Al Imam al Habib Abdullah bin Alawi al Haddad (Shahibur Ratib) mengatakan: sesungguhnya manfaat yang diberikan orang-orang yang sudah wafat kepada orang-orang yang masih hidup lebih banyak daripada manfaat yang diberikan orang-orang hidup kepada mereka. Karena orang-orang yang masih hidup sibuk dengan perhatian mereka pada masalah rizqi hingga hal tersebut terlalaikan. Sementara orang-orang yang sudah wafat telah terlepas dari masalah rizqi duniawi dan tidak memperdulikannya lagi kecuali berupa amal-amal shalih yang mereka persembahkan. Mereka tidak memiliki keterkaitan (dengan masalah rizqi) kecuali dengan amal-amal mereka itu, seperti halnya para malaikat.

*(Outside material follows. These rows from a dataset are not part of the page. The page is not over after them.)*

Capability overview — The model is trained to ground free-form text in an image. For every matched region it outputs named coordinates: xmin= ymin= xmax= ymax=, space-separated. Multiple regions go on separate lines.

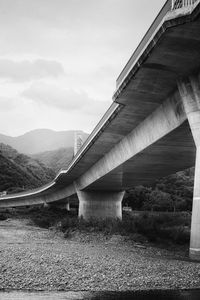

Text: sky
xmin=0 ymin=0 xmax=166 ymax=136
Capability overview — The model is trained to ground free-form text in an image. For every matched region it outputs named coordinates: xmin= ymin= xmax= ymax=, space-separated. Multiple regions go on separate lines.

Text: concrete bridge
xmin=1 ymin=0 xmax=200 ymax=259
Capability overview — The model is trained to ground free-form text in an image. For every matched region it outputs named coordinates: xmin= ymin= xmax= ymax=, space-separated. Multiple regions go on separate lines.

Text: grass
xmin=132 ymin=212 xmax=190 ymax=244
xmin=0 ymin=213 xmax=8 ymax=220
xmin=58 ymin=210 xmax=191 ymax=245
xmin=1 ymin=207 xmax=191 ymax=245
xmin=0 ymin=206 xmax=70 ymax=228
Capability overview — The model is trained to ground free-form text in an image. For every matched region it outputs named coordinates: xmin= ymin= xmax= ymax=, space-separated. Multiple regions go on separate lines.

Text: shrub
xmin=21 ymin=206 xmax=190 ymax=245
xmin=170 ymin=226 xmax=190 ymax=244
xmin=59 ymin=217 xmax=123 ymax=235
xmin=59 ymin=216 xmax=79 ymax=232
xmin=120 ymin=215 xmax=136 ymax=234
xmin=132 ymin=212 xmax=190 ymax=244
xmin=0 ymin=213 xmax=7 ymax=221
xmin=26 ymin=206 xmax=69 ymax=228
xmin=58 ymin=212 xmax=190 ymax=244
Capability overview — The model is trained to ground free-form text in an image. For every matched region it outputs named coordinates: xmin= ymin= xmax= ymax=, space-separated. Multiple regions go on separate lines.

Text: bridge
xmin=1 ymin=0 xmax=200 ymax=260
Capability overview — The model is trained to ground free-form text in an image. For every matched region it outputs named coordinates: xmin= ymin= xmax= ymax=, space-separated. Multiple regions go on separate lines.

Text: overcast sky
xmin=0 ymin=0 xmax=166 ymax=136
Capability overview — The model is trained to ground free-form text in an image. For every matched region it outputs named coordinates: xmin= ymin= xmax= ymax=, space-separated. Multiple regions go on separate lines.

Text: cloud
xmin=0 ymin=97 xmax=18 ymax=110
xmin=22 ymin=82 xmax=110 ymax=116
xmin=0 ymin=59 xmax=65 ymax=82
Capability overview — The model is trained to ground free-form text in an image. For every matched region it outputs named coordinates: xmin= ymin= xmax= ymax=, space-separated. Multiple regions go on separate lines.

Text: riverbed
xmin=0 ymin=219 xmax=200 ymax=291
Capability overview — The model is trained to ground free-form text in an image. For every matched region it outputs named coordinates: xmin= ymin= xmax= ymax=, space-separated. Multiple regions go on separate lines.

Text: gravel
xmin=0 ymin=218 xmax=200 ymax=291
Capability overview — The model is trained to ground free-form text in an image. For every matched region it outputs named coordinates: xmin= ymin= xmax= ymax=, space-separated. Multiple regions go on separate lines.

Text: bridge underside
xmin=86 ymin=121 xmax=195 ymax=191
xmin=56 ymin=5 xmax=200 ymax=191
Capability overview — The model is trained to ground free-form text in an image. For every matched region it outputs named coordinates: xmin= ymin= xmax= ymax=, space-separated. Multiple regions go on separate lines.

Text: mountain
xmin=32 ymin=147 xmax=74 ymax=173
xmin=0 ymin=143 xmax=55 ymax=194
xmin=0 ymin=129 xmax=89 ymax=155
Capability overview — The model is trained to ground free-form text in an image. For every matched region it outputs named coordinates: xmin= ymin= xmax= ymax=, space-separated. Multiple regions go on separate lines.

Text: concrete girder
xmin=75 ymin=91 xmax=186 ymax=191
xmin=0 ymin=184 xmax=75 ymax=208
xmin=43 ymin=184 xmax=75 ymax=205
xmin=0 ymin=194 xmax=46 ymax=208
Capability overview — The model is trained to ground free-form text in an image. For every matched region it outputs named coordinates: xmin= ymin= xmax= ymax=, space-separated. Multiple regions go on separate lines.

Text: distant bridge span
xmin=1 ymin=0 xmax=200 ymax=259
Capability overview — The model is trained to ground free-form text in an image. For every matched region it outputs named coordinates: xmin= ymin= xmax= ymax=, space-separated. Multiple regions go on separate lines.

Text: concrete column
xmin=43 ymin=202 xmax=50 ymax=208
xmin=178 ymin=74 xmax=200 ymax=260
xmin=76 ymin=190 xmax=125 ymax=220
xmin=190 ymin=147 xmax=200 ymax=260
xmin=66 ymin=201 xmax=70 ymax=211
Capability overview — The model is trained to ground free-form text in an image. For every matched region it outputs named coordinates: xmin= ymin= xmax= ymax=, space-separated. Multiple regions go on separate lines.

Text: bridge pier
xmin=179 ymin=75 xmax=200 ymax=260
xmin=76 ymin=190 xmax=125 ymax=220
xmin=66 ymin=200 xmax=70 ymax=211
xmin=43 ymin=202 xmax=51 ymax=209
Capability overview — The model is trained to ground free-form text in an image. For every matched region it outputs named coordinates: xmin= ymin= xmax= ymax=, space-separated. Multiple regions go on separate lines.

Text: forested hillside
xmin=125 ymin=168 xmax=194 ymax=212
xmin=0 ymin=143 xmax=55 ymax=194
xmin=0 ymin=129 xmax=88 ymax=154
xmin=32 ymin=147 xmax=74 ymax=173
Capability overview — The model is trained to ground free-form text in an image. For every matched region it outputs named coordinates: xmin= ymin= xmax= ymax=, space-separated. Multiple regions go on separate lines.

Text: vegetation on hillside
xmin=0 ymin=143 xmax=55 ymax=193
xmin=0 ymin=129 xmax=88 ymax=154
xmin=32 ymin=147 xmax=74 ymax=172
xmin=124 ymin=168 xmax=194 ymax=212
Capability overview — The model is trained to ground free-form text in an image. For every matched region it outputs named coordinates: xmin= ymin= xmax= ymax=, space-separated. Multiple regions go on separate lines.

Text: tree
xmin=143 ymin=190 xmax=173 ymax=212
xmin=125 ymin=186 xmax=152 ymax=210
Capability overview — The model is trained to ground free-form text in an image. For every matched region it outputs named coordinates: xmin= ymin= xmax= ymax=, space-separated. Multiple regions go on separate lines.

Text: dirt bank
xmin=0 ymin=218 xmax=200 ymax=291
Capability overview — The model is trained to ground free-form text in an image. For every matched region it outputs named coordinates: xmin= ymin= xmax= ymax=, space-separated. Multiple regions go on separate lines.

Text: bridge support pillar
xmin=76 ymin=190 xmax=125 ymax=220
xmin=179 ymin=75 xmax=200 ymax=260
xmin=66 ymin=200 xmax=70 ymax=211
xmin=43 ymin=202 xmax=51 ymax=209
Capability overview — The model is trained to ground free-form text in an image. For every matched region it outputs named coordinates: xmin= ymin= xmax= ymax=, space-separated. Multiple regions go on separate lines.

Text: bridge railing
xmin=115 ymin=0 xmax=172 ymax=89
xmin=115 ymin=0 xmax=199 ymax=91
xmin=0 ymin=181 xmax=55 ymax=200
xmin=171 ymin=0 xmax=198 ymax=10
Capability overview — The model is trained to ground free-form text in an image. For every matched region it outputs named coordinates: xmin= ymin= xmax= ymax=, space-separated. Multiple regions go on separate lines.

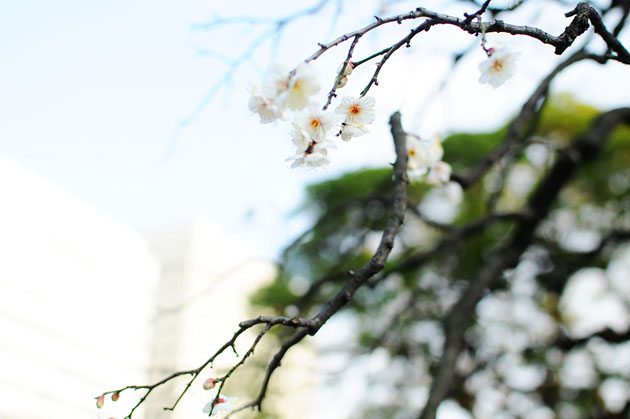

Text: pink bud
xmin=203 ymin=378 xmax=216 ymax=390
xmin=111 ymin=392 xmax=120 ymax=402
xmin=96 ymin=395 xmax=105 ymax=409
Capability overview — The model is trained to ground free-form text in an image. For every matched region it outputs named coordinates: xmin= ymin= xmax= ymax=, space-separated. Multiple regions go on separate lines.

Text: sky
xmin=1 ymin=0 xmax=628 ymax=259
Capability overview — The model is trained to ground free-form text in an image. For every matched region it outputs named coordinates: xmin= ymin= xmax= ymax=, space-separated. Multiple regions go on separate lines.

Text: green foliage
xmin=306 ymin=167 xmax=392 ymax=213
xmin=537 ymin=94 xmax=599 ymax=141
xmin=443 ymin=128 xmax=505 ymax=171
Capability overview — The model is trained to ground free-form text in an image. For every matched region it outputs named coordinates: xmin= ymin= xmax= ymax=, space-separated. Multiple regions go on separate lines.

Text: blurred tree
xmin=255 ymin=95 xmax=630 ymax=418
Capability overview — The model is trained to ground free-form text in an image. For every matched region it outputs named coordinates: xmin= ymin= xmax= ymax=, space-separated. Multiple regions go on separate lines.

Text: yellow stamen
xmin=492 ymin=59 xmax=504 ymax=71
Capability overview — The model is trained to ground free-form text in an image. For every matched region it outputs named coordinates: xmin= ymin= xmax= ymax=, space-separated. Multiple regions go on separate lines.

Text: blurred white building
xmin=0 ymin=153 xmax=159 ymax=419
xmin=0 ymin=153 xmax=312 ymax=419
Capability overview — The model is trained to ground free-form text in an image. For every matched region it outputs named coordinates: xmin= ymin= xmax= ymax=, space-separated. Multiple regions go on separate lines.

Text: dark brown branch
xmin=463 ymin=0 xmax=493 ymax=25
xmin=207 ymin=324 xmax=272 ymax=416
xmin=576 ymin=3 xmax=630 ymax=62
xmin=234 ymin=328 xmax=310 ymax=414
xmin=301 ymin=112 xmax=408 ymax=332
xmin=376 ymin=212 xmax=527 ymax=281
xmin=233 ymin=111 xmax=410 ymax=414
xmin=107 ymin=112 xmax=410 ymax=418
xmin=360 ymin=20 xmax=435 ymax=96
xmin=307 ymin=2 xmax=630 ymax=99
xmin=308 ymin=3 xmax=630 ymax=66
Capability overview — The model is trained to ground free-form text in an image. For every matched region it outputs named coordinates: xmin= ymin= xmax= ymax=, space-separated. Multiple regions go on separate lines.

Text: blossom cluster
xmin=248 ymin=48 xmax=518 ymax=175
xmin=248 ymin=62 xmax=375 ymax=168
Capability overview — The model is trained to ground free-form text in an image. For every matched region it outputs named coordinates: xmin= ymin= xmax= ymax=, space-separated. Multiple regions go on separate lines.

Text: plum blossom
xmin=406 ymin=135 xmax=443 ymax=171
xmin=335 ymin=96 xmax=375 ymax=141
xmin=340 ymin=123 xmax=369 ymax=141
xmin=406 ymin=135 xmax=451 ymax=185
xmin=262 ymin=63 xmax=291 ymax=99
xmin=288 ymin=145 xmax=332 ymax=168
xmin=276 ymin=64 xmax=320 ymax=110
xmin=202 ymin=394 xmax=238 ymax=418
xmin=426 ymin=161 xmax=452 ymax=185
xmin=336 ymin=96 xmax=375 ymax=126
xmin=249 ymin=63 xmax=321 ymax=122
xmin=288 ymin=125 xmax=335 ymax=168
xmin=478 ymin=47 xmax=520 ymax=88
xmin=248 ymin=89 xmax=283 ymax=123
xmin=295 ymin=105 xmax=336 ymax=142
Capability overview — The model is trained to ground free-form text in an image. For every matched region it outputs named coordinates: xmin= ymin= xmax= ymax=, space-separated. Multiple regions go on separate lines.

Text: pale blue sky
xmin=1 ymin=0 xmax=628 ymax=257
xmin=0 ymin=1 xmax=327 ymax=255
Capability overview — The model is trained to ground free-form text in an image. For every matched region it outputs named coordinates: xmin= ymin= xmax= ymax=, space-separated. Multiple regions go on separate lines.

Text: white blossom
xmin=248 ymin=93 xmax=283 ymax=124
xmin=406 ymin=135 xmax=443 ymax=172
xmin=335 ymin=96 xmax=375 ymax=141
xmin=294 ymin=105 xmax=336 ymax=142
xmin=262 ymin=63 xmax=291 ymax=99
xmin=291 ymin=123 xmax=312 ymax=154
xmin=335 ymin=96 xmax=375 ymax=127
xmin=287 ymin=140 xmax=335 ymax=168
xmin=340 ymin=123 xmax=369 ymax=141
xmin=202 ymin=394 xmax=238 ymax=419
xmin=406 ymin=135 xmax=450 ymax=185
xmin=247 ymin=81 xmax=284 ymax=123
xmin=276 ymin=63 xmax=321 ymax=110
xmin=478 ymin=47 xmax=520 ymax=88
xmin=426 ymin=160 xmax=452 ymax=185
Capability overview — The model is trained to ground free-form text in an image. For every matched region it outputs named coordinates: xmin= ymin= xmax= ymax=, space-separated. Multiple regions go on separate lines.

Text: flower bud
xmin=335 ymin=76 xmax=348 ymax=89
xmin=111 ymin=392 xmax=120 ymax=402
xmin=337 ymin=62 xmax=354 ymax=76
xmin=96 ymin=395 xmax=105 ymax=409
xmin=203 ymin=378 xmax=217 ymax=390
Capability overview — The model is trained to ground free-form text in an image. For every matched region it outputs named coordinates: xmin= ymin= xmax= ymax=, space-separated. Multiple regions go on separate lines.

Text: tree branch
xmin=420 ymin=107 xmax=630 ymax=419
xmin=102 ymin=111 xmax=410 ymax=417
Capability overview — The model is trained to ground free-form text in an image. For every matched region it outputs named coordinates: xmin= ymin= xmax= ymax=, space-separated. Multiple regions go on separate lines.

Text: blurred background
xmin=1 ymin=0 xmax=629 ymax=418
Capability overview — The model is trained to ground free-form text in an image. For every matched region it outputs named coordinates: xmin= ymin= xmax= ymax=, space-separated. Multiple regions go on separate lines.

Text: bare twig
xmin=310 ymin=3 xmax=628 ymax=100
xmin=103 ymin=111 xmax=410 ymax=417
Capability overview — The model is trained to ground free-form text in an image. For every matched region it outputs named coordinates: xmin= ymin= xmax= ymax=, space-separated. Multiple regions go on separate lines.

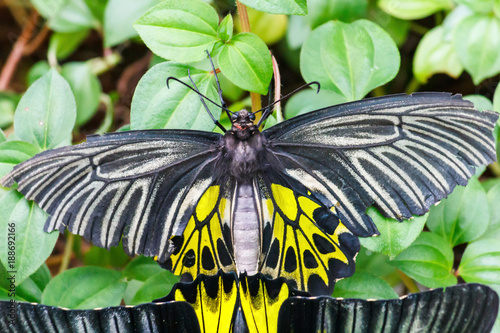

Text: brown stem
xmin=236 ymin=1 xmax=262 ymax=113
xmin=59 ymin=233 xmax=74 ymax=274
xmin=0 ymin=11 xmax=39 ymax=91
xmin=23 ymin=25 xmax=50 ymax=56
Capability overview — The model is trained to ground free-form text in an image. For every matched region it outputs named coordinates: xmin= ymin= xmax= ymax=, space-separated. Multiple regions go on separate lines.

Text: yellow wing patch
xmin=165 ymin=271 xmax=303 ymax=333
xmin=260 ymin=183 xmax=359 ymax=295
xmin=164 ymin=185 xmax=235 ymax=279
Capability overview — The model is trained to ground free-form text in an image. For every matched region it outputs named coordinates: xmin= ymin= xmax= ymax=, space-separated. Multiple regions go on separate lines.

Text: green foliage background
xmin=1 ymin=0 xmax=500 ymax=330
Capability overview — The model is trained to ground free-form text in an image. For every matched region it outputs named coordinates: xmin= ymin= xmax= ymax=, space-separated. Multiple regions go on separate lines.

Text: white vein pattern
xmin=265 ymin=93 xmax=498 ymax=237
xmin=0 ymin=131 xmax=222 ymax=260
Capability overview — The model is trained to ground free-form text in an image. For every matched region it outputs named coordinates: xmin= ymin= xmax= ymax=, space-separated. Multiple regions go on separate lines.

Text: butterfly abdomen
xmin=232 ymin=183 xmax=260 ymax=275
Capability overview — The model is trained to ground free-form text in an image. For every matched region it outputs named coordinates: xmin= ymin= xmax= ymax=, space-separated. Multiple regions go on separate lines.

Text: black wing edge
xmin=268 ymin=92 xmax=498 ymax=136
xmin=0 ymin=300 xmax=200 ymax=333
xmin=278 ymin=283 xmax=499 ymax=333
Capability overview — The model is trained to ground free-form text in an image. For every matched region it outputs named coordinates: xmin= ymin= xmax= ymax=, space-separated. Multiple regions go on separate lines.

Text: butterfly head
xmin=230 ymin=110 xmax=257 ymax=140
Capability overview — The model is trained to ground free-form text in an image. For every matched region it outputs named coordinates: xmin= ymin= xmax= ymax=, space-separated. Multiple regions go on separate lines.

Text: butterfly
xmin=2 ymin=273 xmax=498 ymax=332
xmin=1 ymin=59 xmax=498 ymax=297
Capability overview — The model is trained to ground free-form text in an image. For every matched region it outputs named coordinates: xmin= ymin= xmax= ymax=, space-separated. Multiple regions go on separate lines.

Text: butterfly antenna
xmin=205 ymin=50 xmax=231 ymax=119
xmin=166 ymin=76 xmax=234 ymax=115
xmin=256 ymin=81 xmax=274 ymax=128
xmin=184 ymin=69 xmax=227 ymax=133
xmin=254 ymin=81 xmax=320 ymax=126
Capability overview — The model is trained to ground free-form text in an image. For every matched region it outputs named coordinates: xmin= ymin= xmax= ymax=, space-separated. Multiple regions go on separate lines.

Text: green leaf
xmin=332 ymin=271 xmax=398 ymax=299
xmin=48 ymin=30 xmax=90 ymax=61
xmin=414 ymin=26 xmax=463 ymax=83
xmin=61 ymin=62 xmax=102 ymax=126
xmin=455 ymin=0 xmax=497 ymax=13
xmin=426 ymin=178 xmax=489 ymax=246
xmin=301 ymin=20 xmax=400 ymax=102
xmin=0 ymin=141 xmax=39 ymax=178
xmin=0 ymin=130 xmax=6 ymax=142
xmin=378 ymin=0 xmax=453 ymax=20
xmin=286 ymin=15 xmax=311 ymax=49
xmin=360 ymin=207 xmax=427 ymax=260
xmin=356 ymin=247 xmax=399 ymax=285
xmin=458 ymin=239 xmax=500 ymax=285
xmin=131 ymin=62 xmax=220 ymax=131
xmin=14 ymin=69 xmax=76 ymax=151
xmin=464 ymin=94 xmax=493 ymax=111
xmin=239 ymin=0 xmax=307 ymax=15
xmin=134 ymin=0 xmax=219 ymax=62
xmin=26 ymin=61 xmax=51 ymax=86
xmin=31 ymin=0 xmax=66 ymax=20
xmin=84 ymin=244 xmax=130 ymax=268
xmin=129 ymin=270 xmax=179 ymax=305
xmin=42 ymin=266 xmax=127 ymax=309
xmin=218 ymin=33 xmax=272 ymax=95
xmin=0 ymin=190 xmax=58 ymax=286
xmin=218 ymin=15 xmax=233 ymax=42
xmin=122 ymin=256 xmax=164 ymax=282
xmin=285 ymin=89 xmax=347 ymax=119
xmin=482 ymin=179 xmax=500 ymax=238
xmin=368 ymin=7 xmax=410 ymax=46
xmin=235 ymin=8 xmax=288 ymax=46
xmin=46 ymin=0 xmax=100 ymax=32
xmin=454 ymin=14 xmax=500 ymax=85
xmin=0 ymin=92 xmax=19 ymax=129
xmin=307 ymin=0 xmax=368 ymax=28
xmin=389 ymin=232 xmax=457 ymax=288
xmin=0 ymin=263 xmax=51 ymax=303
xmin=103 ymin=0 xmax=160 ymax=47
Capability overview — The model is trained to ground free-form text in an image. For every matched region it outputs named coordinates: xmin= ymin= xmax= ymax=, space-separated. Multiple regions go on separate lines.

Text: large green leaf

Ketahuilah, pemaparan di atas tidak bertentangan dengan sabda Nabi saw, “Jika anak Adam (manusia) mati, terputuslah amalnya kecuali tiga.” (Disampaikan oleh Muslim: 1631 dan yang lainnya, dari hadits riwayat Abu Hurairah ra). Maksudnya, amal seseorang untuk dirinya itu sendiri terputus, yaitu amal yang terkait dengan beban kewajiban beramal untuk mendapatt ganjaran. Amal seperti ini terputus baginya karena kematiannya. Adapun amalnya (orang yang telah wafat) untuk orang lain, seperti doa dan permohonan ampunan yang ia lakukan untuk orang yang masih hidup, pada hadits tersebut tidak menunjukkan adanya keterputusan amal. Bahkan, sebagaimana telah dipaparkan sebelumnya, amalnya tetap berlaku setelah mati. (Sumber: Majalah Al Kisah no. 01, tanggal 11-24 Januari 2010).